Well here is what Freedom House had to say about the IDF and the press in the occupied territory:
"Israeli security policies and military activities also continued to restrict Palestinian media freedom in 2010. Israeli journalists have been prohibited from entering the Gaza Strip since 2006 under a military decree that cites journalists’ personal safety. This ban was extended to all foreign journalists from November 2008 to late January 2009, when a ceasefire ended an Israeli incursion into Gaza. However, Israeli journalists are still barred from entering. In June 2010, Israeli commandos arrested and detained 18 international journalists during a raid on a Gaza-bound activist flotilla that was attempting to bring goods into the territory to protest an Israeli naval blockade; nine people were killed and dozens injured during the operation. Many of the journalists were detained in Israeli jails and released after a few days, in some cases without their possessions or travel documents. According to the Committee to Protect Journalists (CPJ), at least six journalists had their equipment either confiscated or destroyed by IDF soldiers. In addition, detained photographer Issam Zaatar, of the Qatar-based satellite television station Al-Jazeera, reported that Israeli soldiers destroyed his camera and broke his arm on one of the ships and later subjected him to a lengthy interrogation. An ensuing debate over the initiation of violence during the raid played out in Israeli print and internet-based as well as international media outlets, with CPJ decrying “Israel’s editing and distribution of footage confiscated from foreign journalists.”

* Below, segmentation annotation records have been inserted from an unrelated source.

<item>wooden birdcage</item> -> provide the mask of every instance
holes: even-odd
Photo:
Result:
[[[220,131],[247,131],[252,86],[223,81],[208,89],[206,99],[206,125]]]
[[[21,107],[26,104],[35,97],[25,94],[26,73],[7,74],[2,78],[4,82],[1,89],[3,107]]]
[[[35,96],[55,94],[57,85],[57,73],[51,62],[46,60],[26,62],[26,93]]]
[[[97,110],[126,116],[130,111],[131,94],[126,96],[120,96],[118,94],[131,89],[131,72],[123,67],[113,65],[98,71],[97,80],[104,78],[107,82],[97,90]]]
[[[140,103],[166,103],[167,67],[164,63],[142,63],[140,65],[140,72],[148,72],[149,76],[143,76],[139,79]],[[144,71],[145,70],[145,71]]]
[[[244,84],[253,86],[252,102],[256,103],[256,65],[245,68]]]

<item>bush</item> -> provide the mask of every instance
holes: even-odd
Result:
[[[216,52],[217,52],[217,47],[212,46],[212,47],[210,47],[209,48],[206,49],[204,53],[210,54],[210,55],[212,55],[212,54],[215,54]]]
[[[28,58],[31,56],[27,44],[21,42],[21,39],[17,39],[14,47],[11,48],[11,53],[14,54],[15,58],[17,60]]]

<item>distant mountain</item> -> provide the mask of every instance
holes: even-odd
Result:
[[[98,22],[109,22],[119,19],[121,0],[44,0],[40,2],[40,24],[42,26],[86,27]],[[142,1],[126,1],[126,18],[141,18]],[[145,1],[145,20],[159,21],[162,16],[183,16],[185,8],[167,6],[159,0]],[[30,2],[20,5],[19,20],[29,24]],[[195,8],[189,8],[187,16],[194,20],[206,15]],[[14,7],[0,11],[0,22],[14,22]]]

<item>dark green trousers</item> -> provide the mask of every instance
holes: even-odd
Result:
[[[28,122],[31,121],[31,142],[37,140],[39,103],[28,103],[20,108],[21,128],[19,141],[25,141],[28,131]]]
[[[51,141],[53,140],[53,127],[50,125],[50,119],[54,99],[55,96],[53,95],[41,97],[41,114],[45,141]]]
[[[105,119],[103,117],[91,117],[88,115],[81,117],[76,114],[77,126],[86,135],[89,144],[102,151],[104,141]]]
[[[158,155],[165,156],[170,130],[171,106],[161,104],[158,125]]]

Israeli security services continued to harass and detain reporters during the year, and were repeatedly accused by local and international press freedom organizations of targeting journalists for assault and arbitrary detention. Soldiers fired tear gas, rubber bullets, and stun grenades at journalists covering events throughout the West Bank, particularly those from Palestinian news organizations and from Al-Jazeera. Soldiers also confiscated journalists’ equipment on a number of occasions in 2010. Freedom of movement is restricted by the Israeli checkpoint system, which requires military permission for passage into Israeli territory and often hinders travel within the West Bank. In addition, the IDF has increasingly restricted coverage of the regular protests near the Israeli security barrier in the West Bank by declaring such areas “closed military zones.” According to the Palestinian Center for Development and Media Freedoms (MADA), there were 218 “violations of media freedoms” in the territories in 2010 (up 26 percent from 2009), 139 of which were committed by the Israeli security forces and settlers, and 79 of which were committed by the Palestinian security forces in the West Bank and Gaza or by Palestinian militant groups."